Mistake #6: Not Adapting to the Marketplace
Around 42% of small businesses fail because there isn’t a market need for their product or service. If you get started and find there isn’t as much demand for your products or services as you thought, be ready with a backup plan for finding more business. For example, if you open a fine dining restaurant and your reservation book is empty, can you offer family-style dining options on some nights? You may be offering something people in the area don’t want or can’t afford.

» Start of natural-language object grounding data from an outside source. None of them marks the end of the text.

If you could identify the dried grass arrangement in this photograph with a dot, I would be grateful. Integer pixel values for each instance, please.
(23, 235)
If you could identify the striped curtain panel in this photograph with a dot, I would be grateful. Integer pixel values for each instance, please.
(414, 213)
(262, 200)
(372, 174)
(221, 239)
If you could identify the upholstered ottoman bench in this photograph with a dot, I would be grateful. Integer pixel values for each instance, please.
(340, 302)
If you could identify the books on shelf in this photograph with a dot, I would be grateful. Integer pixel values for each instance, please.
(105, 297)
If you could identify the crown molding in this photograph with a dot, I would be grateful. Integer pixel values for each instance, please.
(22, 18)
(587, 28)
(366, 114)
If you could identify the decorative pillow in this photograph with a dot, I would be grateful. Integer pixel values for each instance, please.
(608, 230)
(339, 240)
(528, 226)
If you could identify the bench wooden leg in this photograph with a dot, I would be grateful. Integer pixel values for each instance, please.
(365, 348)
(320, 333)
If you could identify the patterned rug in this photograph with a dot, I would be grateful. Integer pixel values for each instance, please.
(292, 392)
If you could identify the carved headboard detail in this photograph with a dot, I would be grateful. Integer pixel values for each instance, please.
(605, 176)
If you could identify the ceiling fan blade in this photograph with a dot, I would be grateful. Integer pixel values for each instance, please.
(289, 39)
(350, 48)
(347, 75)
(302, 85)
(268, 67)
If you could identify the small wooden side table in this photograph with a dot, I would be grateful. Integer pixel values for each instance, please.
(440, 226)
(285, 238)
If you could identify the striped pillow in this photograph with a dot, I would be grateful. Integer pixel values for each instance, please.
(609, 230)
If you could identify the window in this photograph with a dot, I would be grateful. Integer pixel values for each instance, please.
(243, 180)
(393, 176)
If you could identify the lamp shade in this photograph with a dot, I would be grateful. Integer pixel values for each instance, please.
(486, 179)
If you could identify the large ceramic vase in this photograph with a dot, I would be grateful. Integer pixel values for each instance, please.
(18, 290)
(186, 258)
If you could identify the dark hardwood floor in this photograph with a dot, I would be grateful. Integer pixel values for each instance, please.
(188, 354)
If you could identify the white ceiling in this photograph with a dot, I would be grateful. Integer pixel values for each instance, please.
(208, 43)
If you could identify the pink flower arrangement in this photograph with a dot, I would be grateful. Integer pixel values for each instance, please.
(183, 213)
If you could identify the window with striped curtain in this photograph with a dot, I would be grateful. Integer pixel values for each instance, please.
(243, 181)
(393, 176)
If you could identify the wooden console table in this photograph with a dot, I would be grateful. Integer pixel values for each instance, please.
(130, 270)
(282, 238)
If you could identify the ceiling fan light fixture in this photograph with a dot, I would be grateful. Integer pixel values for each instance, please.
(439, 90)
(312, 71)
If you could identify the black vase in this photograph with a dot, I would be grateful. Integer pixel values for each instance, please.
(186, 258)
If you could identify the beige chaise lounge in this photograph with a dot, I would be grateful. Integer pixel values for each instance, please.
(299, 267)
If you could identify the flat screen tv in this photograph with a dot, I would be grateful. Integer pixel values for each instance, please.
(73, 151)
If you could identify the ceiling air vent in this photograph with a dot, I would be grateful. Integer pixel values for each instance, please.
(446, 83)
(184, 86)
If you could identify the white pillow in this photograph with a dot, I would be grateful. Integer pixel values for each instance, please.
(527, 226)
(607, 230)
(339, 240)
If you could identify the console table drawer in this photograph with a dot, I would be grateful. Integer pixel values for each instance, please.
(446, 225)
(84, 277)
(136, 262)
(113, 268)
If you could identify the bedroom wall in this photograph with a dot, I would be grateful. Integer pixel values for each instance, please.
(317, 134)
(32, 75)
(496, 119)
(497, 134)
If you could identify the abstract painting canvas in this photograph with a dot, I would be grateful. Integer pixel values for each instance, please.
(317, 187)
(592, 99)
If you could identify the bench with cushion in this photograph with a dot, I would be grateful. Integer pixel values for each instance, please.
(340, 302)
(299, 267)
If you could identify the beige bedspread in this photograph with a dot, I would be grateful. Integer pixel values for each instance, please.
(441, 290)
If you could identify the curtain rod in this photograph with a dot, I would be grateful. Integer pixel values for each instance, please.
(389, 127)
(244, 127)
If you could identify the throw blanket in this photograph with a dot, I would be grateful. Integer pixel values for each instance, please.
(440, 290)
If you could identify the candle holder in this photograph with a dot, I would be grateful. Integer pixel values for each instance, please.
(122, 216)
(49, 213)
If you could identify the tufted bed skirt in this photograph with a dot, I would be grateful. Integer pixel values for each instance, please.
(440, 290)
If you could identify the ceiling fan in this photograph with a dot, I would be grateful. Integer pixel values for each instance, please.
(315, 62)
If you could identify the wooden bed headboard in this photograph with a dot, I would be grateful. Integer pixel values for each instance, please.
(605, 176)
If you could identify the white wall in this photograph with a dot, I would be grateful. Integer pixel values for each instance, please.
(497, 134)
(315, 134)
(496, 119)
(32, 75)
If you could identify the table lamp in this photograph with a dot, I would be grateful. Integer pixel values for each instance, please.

Mistake #7: Taking on Too Many Partners
Starting a new business by yourself is a bit overwhelming, which is why some people take on multiple partners. However, the more people who own a part of your business, the more ways you’ll need to split your profits. It can also be stressful if everyone isn’t on the same page about how to spend money and move forward. If at all possible, start a business where you’re the sole proprietor. You can still take on investors or pull in people to manage some of the business. At the end of the year, though, if you’re the one who has the final say, you’ll find your business does better than if there are multiple partners.
Mistake #8: Networking Too Much
You’ve heard networking benefits business owners. While that is true, you can also spend too much time networking and neglect other parts of your business that are at least equally important. Create a balance between networking and other activities such as marketing, coming up with new tactics to reach customers and taking care of the organizational aspects of your business.

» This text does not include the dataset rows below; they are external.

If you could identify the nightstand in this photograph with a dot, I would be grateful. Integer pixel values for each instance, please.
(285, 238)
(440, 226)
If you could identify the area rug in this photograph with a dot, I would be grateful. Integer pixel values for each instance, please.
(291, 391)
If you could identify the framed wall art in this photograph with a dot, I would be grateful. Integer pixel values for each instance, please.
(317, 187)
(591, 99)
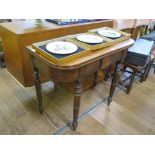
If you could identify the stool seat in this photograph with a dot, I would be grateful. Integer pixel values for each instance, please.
(139, 53)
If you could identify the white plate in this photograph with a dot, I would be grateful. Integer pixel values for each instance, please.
(88, 38)
(61, 47)
(109, 33)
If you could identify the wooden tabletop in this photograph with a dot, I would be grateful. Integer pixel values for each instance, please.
(29, 26)
(91, 56)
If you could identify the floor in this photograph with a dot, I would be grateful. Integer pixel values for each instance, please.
(127, 114)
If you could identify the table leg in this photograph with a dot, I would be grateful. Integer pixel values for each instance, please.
(38, 89)
(76, 107)
(113, 84)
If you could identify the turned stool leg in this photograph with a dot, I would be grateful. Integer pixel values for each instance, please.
(131, 81)
(113, 84)
(95, 78)
(38, 89)
(2, 61)
(55, 86)
(76, 107)
(148, 70)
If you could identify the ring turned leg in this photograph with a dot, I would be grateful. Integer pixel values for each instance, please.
(131, 81)
(38, 89)
(147, 71)
(76, 107)
(95, 78)
(113, 84)
(2, 61)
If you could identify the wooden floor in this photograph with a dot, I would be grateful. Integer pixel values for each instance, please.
(127, 114)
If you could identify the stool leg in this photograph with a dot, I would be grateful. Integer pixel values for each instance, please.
(95, 78)
(76, 107)
(146, 73)
(113, 84)
(131, 81)
(2, 61)
(38, 89)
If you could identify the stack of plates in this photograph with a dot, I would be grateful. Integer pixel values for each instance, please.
(89, 38)
(61, 47)
(109, 33)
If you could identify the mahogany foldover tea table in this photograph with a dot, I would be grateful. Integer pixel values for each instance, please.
(75, 71)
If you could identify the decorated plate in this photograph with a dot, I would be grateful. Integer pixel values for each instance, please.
(88, 38)
(109, 33)
(61, 47)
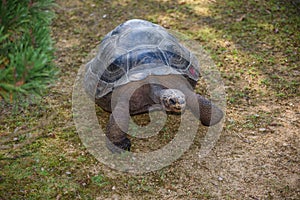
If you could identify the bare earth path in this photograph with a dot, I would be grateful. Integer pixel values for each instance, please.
(254, 44)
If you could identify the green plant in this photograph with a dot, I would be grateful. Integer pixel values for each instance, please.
(26, 50)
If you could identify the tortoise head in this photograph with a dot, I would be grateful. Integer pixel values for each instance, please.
(173, 100)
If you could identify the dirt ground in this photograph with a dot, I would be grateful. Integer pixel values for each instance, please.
(255, 46)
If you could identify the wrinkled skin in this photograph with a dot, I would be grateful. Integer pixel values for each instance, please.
(173, 99)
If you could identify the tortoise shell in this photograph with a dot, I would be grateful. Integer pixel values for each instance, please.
(133, 51)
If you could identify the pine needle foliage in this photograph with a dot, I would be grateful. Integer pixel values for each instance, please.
(26, 48)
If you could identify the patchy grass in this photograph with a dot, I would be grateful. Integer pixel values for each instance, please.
(253, 43)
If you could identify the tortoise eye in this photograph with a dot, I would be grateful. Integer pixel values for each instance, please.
(172, 101)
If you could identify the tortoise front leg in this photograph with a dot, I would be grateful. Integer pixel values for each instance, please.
(209, 114)
(117, 128)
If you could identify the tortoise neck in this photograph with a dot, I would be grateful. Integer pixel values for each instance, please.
(156, 91)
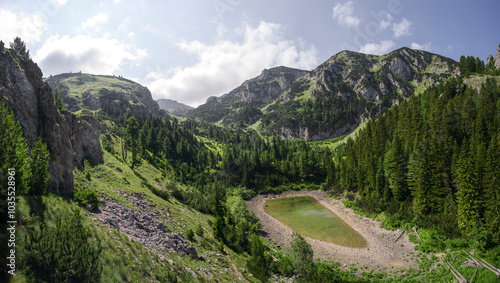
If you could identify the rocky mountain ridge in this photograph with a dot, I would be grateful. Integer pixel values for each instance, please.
(174, 107)
(243, 103)
(331, 100)
(70, 139)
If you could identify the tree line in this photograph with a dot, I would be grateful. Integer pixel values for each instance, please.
(432, 161)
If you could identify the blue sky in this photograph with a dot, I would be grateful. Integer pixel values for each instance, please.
(189, 50)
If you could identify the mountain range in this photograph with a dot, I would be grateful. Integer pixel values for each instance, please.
(331, 100)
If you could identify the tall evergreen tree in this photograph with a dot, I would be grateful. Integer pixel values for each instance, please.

Mistake #9: Ordering Too Much Inventory
Your first holiday season as a business owner is on the horizon, so you stock up on what you think might be the hot products of the season. The problem? You don’t yet have the experience or data to know what your target audience wants for the holidays. You may wind up with a lot of inventory you can’t move at all, or have to sell at such discounted prices that you make zero profit. On top of that, invoices on the products you ordered are net-30, and you have to pay them before Christmas even arrives. Be cautious about your ordering habits until you get a handle on your sales trends.
Mistake #10: Not Investing in Marketing
Getting the word out about your new business is half the battle. If you don’t spend time and money on marketing campaigns, it isn’t very likely you’ll reach your sales goals. To grow your business past your immediate circle of family and friends, you have to come up with ways to bring new leads in. You can try anything from social media ad campaigns to attending local events to sending out mailers to starting a word-of-mouth referral program. If you aren’t sure where to start, invest in an experienced local marketing professional who can help you come up with a plan based on your budget.
Mistake #11: Not Reaching for the Stars
Change is scary. It’s much easier to stay in your lane than to take on that multi-national corporation you’ve dreamed of competing against. However, if you don’t stretch past what you think is possible, you’ll never achieve much. You might be comfortable, but you won’t be highly successful. While you don’t want to risk your entire business with potential failures, commit to stepping outside your comfort zone once or twice a year. Go after that big client you think you can’t land, sell a product you aren’t sure about or launch your online portal.
Find Success in Year One
Your first year of business is an exciting and challenging 12 months. Focus on the things you can control, move forward with a plan and beat the odds of businesses that fail. With a little attention to detail, the right employees and avoiding the issues other business owners face, you’ll move into year two with a good idea of what it takes to succeed in business.